Large scale: Continuous mechanics uses partial differential equations (PDEs) to represent physical phenomena that progress over time and space at the macroscopic scale, including fluid flows, heat transfer, and electromagnetic waves. AI methods have provided solutions to problems such as improving computing efficiency, generalization, and multi-resolution analysis.

1.2 Technical Areas of AI

The following presents some common technical challenges that exist in multiple fields in AI4Science.

Symmetry: Symmetries are very strong inductive biases, and a key challenge of AI4Science is how to effectively integrate symmetries in AI models.

Interpretability: Interpretability is critical to understanding the laws of physical worlds in AI4Science.

Out-of-distribution (OOD) generalization and causality: To avoid generating training data for each different setting, causal factors capable of OOD generalization need to be identified.

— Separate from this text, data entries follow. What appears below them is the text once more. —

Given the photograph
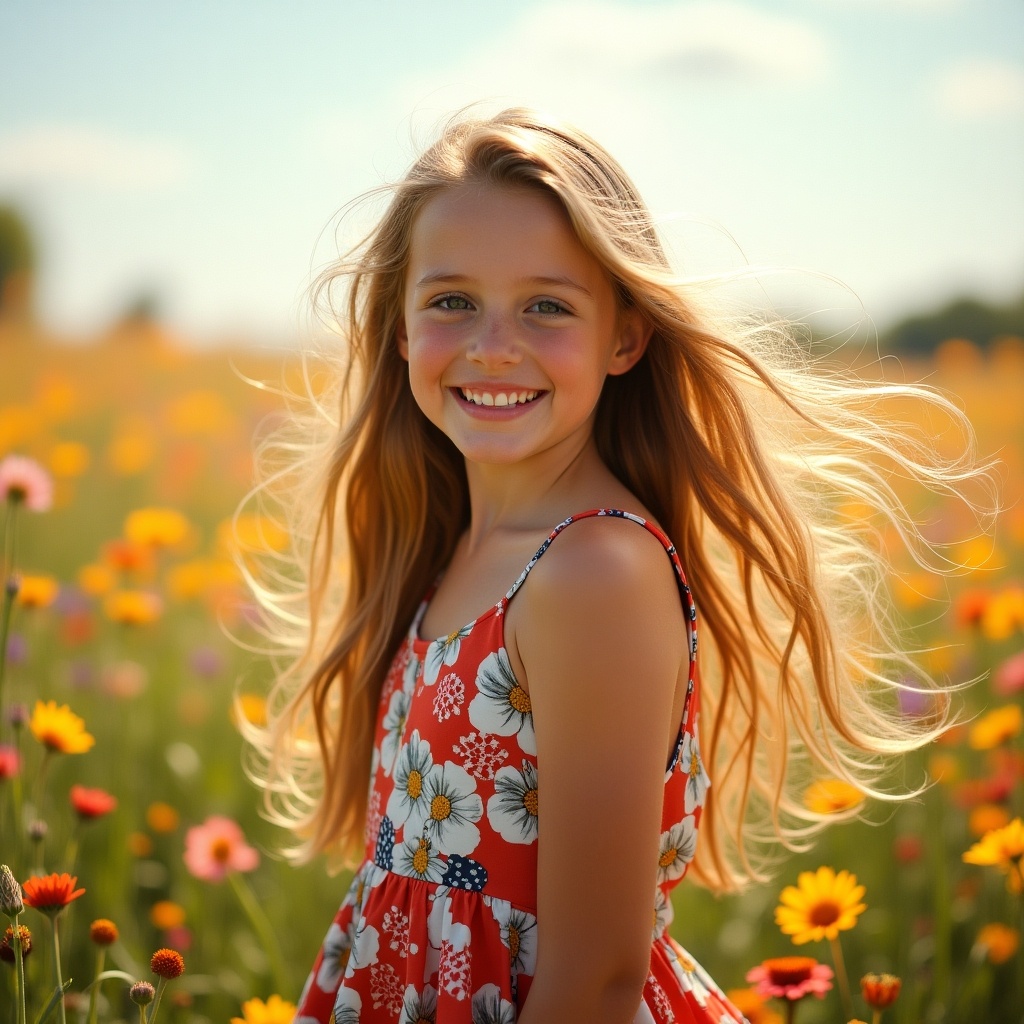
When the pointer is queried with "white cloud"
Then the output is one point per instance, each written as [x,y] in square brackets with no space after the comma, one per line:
[86,155]
[982,88]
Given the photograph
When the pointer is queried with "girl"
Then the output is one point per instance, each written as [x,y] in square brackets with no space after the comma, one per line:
[527,384]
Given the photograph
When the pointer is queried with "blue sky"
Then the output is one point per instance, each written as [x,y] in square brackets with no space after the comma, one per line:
[201,150]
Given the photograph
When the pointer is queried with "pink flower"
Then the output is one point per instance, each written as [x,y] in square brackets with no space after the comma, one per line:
[25,480]
[217,847]
[791,978]
[10,761]
[1009,678]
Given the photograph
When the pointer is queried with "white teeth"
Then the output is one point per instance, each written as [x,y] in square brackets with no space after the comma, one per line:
[499,399]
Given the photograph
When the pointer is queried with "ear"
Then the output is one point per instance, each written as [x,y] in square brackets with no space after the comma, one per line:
[634,334]
[401,337]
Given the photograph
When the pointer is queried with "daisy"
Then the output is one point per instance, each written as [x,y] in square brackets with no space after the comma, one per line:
[415,762]
[449,811]
[677,849]
[502,706]
[417,858]
[692,764]
[443,651]
[489,1008]
[512,811]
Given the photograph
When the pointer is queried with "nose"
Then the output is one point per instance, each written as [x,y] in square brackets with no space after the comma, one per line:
[496,343]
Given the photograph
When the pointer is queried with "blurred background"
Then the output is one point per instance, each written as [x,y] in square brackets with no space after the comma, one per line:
[170,176]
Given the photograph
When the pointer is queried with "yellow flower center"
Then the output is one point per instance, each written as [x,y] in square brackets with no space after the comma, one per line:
[519,699]
[421,858]
[531,802]
[824,913]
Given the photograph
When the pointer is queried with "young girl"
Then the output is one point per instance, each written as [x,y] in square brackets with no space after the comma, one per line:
[544,448]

Foundation and large language models: Foundations models involved in natural language processing (NLP) tasks are pre-trained under self-supervised or generalizable supervision, allowing various downstream tasks to be performed in zero-shot or few-shot mode. The paper describes how this paradigm accelerates discoveries in AI4Science.

Uncertainty quantification (UQ): It studies how to guarantee robust decision-making under data and model uncertainties.

Education: To facilitate learning and education, the paper lists the resources that the author considers useful and provides views on how the community can better promote the integration of AI with science and education.

2. Symmetries, Equivariance, and Theory

In many scientific problems, an object of interest is usually located in a 3D space, and any mathematical representation of the object depends on a reference coordinate system, making representations coordinate-dependent. However, there is no coordinate system in nature, so representations independent of the coordinate system are required. Therefore, one of the key challenges of AI4Science is how to achieve invariance or equivariance under coordinate system transformations.

2.1 Overview

Symmetries refer to attributes of a physical phenomenon remain unchanged under a transformation such as coordinate transformation. If certain symmetries exist in the system, the predicted target is naturally invariant or equivariant to the corresponding symmetry transformation. For example, when energies of 3D molecular structures are predicted, the predicted value remains unchanged even if the 3D molecule is translated or rotated. An optional strategy to achieve symmetry-aware learning is to use data augmentation during supervised learning. Specifically, random symmetry transformations are performed on input data and labels to force the model to output approximate equivariant predictions. However, this comes with many drawbacks. First, considering the additional degree of freedom for selecting a coordinate system, the model needs a larger capacity to represent a simple mode originally in a fixed coordinate system. Second, many symmetry transformations, such as translation, can produce an infinite number of equivariant samples, which makes it difficult for limited data augmentation to fully reflect the symmetries in the data. Third, in some cases, a very deep model needs to be built to achieve a good prediction effect. If each layer of the model cannot maintain equivariance, it will be difficult for the model to output equivariant predictions. Finally yet importantly, for scientific issues such as molecular modeling, it is critical to provide a robust prediction under symmetry transformations so that machine learning can be used in a reliable manner.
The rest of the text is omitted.